Datasets

Overview

The scr_dataset data structure associates various attributes with each dataset written by the application. It tracks information such as the dataset id, the creation time, the total number of bytes.

The scr_hash is utilized in the scr_dataset API and its implementation. Essentially, scr_dataset objects are specialized scr_hash objects that have certain well-defined keys (fields) and associated functions to access those fields.

Example dataset hash

Internally, dataset objects are implemented as scr_hash objects. Here is an example hash for a dataset object.

ID
  23
USER
  user1
JOBNAME
  simulation123
NAME
  dataset.23
SIZE
  524294000
FILES
  1024
CREATED
  1312850690668536
CKPT
  6
COMPLETE
  1

The ID field records the dataset id of the dataset as assigned by the scr_dataset_id variable at the time the dataset is created. The USER field records the username associated with the job within which the dataset was created, and the value of $SCR_JOB_NAME, if set, is recorded in the JOBNAME field. The NAME field records the name of the dataset. This is currently defined to be “dataset.<id>” where <id> is the dataset id. The total number of bytes in the dataset is recorded in the SIZE field, and the total number of files is recorded in FILES. The CREATED field records the time at which the dataset was created, in terms of microseconds since the Linux epoch. If the dataset is a checkpoint, the checkpoint id is recorded in the CKPT field. The COMPLETE field records whether the dataset is valid. It is set to 1 if the dataset is thought to be valid, and 0 otherwise.

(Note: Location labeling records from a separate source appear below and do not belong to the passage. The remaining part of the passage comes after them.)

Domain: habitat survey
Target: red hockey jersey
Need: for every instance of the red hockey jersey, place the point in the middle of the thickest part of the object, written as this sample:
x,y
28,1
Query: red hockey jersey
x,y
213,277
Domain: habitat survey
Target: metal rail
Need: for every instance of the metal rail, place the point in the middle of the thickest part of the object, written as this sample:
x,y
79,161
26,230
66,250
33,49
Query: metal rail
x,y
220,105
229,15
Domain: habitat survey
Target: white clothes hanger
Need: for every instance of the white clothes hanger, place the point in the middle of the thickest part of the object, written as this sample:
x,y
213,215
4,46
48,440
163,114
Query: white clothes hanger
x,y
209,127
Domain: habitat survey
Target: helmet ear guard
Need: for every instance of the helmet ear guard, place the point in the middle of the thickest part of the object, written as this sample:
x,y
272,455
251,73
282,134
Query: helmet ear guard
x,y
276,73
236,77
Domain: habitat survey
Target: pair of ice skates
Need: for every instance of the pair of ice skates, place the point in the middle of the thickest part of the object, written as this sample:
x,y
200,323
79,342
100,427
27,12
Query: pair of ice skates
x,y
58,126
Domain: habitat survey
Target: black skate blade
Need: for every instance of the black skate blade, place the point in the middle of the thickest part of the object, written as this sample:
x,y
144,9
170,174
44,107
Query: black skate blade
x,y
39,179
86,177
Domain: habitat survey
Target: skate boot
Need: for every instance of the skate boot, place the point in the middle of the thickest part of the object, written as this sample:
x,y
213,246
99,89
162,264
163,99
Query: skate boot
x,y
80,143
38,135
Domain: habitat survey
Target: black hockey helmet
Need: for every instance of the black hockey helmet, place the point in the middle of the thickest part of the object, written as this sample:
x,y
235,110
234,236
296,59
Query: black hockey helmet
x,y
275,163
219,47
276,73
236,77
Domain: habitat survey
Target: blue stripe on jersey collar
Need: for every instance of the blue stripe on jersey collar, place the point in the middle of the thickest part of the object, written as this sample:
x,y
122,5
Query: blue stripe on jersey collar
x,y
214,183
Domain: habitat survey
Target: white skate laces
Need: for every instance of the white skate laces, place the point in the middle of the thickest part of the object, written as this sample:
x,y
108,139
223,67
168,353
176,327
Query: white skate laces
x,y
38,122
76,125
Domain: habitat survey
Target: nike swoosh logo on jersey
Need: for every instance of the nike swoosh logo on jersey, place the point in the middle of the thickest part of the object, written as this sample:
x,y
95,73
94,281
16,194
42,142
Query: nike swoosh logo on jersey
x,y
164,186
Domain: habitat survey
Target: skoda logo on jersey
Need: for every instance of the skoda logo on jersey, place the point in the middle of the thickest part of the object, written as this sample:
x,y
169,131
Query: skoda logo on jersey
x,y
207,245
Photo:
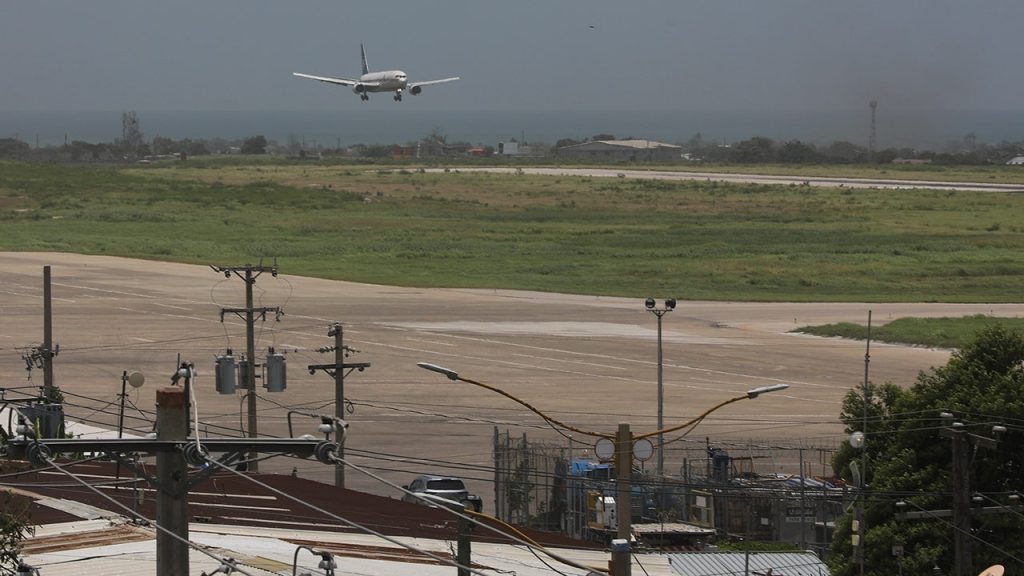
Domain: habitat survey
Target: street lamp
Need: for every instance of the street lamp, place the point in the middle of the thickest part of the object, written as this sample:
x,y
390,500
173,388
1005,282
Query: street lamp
x,y
624,450
651,305
327,563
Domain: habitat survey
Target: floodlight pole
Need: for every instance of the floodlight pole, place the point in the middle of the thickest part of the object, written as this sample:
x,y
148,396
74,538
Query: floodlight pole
x,y
622,553
670,304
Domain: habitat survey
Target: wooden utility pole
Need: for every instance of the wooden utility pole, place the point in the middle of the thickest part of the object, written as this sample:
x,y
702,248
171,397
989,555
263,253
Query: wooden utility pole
x,y
339,398
622,557
337,371
172,497
47,352
249,274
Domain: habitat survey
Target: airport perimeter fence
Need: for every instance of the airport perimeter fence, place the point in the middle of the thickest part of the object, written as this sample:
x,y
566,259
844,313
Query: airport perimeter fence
x,y
720,485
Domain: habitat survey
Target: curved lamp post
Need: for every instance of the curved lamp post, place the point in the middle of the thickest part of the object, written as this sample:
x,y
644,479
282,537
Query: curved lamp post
x,y
624,440
327,561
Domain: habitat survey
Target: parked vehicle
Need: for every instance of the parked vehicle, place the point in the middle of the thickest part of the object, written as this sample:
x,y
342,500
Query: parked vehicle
x,y
446,487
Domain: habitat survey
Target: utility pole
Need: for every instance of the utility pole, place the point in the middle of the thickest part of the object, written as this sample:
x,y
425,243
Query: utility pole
x,y
249,274
622,556
47,352
337,370
172,475
964,445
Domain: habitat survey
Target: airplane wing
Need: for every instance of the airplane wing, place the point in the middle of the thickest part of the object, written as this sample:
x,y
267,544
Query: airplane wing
x,y
328,79
429,82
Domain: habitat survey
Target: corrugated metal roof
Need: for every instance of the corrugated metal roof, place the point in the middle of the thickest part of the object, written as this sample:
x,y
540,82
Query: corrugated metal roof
x,y
752,564
264,550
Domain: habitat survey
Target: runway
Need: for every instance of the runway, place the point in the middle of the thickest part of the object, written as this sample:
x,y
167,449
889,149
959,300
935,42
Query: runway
x,y
883,183
585,360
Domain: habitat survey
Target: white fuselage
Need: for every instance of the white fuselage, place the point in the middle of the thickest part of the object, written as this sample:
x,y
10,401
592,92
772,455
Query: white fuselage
x,y
387,81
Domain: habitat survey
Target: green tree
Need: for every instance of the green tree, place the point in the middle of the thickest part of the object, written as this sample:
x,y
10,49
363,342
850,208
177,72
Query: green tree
x,y
14,527
254,145
907,459
796,152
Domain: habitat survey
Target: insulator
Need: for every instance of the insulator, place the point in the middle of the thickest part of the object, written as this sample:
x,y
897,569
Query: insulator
x,y
38,453
326,451
244,374
196,454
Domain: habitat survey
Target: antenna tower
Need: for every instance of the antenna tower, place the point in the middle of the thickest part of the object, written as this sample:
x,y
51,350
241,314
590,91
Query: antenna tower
x,y
871,141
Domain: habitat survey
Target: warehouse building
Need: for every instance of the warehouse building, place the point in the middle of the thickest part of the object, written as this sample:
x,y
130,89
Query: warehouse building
x,y
625,151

These are the most common fields used in dataset objects. Not all fields are required, and additional fields may be used that are not shown here.

Common functions

This section describes some of the most common dataset functions. For a detailed list of all functions, see scr_dataset.h. The implementation can be found in scr_dataset.c.

Allocating and freeing dataset objects

Create a new dataset object.

scr_dataset* dataset = scr_dataset_new()

Free a dataset object.

scr_dataset_delete(&dataset);

Setting, getting, and checking field values

There are functions to set each field individually.

int scr_dataset_set_id(scr_dataset* dataset, int id);
int scr_dataset_set_user(scr_dataset* dataset, const char* user);
int scr_dataset_set_jobname(scr_dataset* dataset, const char* name);
int scr_dataset_set_name(scr_dataset* dataset, const char* name);
int scr_dataset_set_size(scr_dataset* dataset, unsigned long size);
int scr_dataset_set_files(scr_dataset* dataset, int files);
int scr_dataset_set_created(scr_dataset* dataset, int64_t created);
int scr_dataset_set_jobid(scr_dataset* dataset, const char* jobid);
int scr_dataset_set_cluster(scr_dataset* dataset, const char* name);
int scr_dataset_set_ckpt(scr_dataset* dataset, int id);
int scr_dataset_set_complete(scr_dataset* dataset, int complete);

If a field was already set to a value before making this call, the new value overwrites any existing value.

And of course there are corresponding functions to get values.

int scr_dataset_get_id(const scr_dataset* dataset, int* id);
int scr_dataset_get_user(const scr_dataset* dataset, char** name);
int scr_dataset_get_jobname(const scr_dataset* dataset, char** name);
int scr_dataset_get_name(const scr_dataset* dataset, char** name);
int scr_dataset_get_size(const scr_dataset* dataset, unsigned long* size);
int scr_dataset_get_files(const scr_dataset* dataset, int* files);
int scr_dataset_get_created(const scr_dataset* dataset, int64_t* created);
int scr_dataset_get_jobid(const scr_dataset* dataset, char** jobid);
int scr_dataset_get_cluster(const scr_dataset* dataset, char** name);
int scr_dataset_get_ckpt(const scr_dataset* dataset, int* id);
int scr_dataset_get_complete(const scr_dataset* dataset, int* complete);

If the corresponding field is set, the get functions copy the value into the output parameter and return SCR_SUCCESS. If SCR_SUCCESS is not returned, the output parameter is not changed.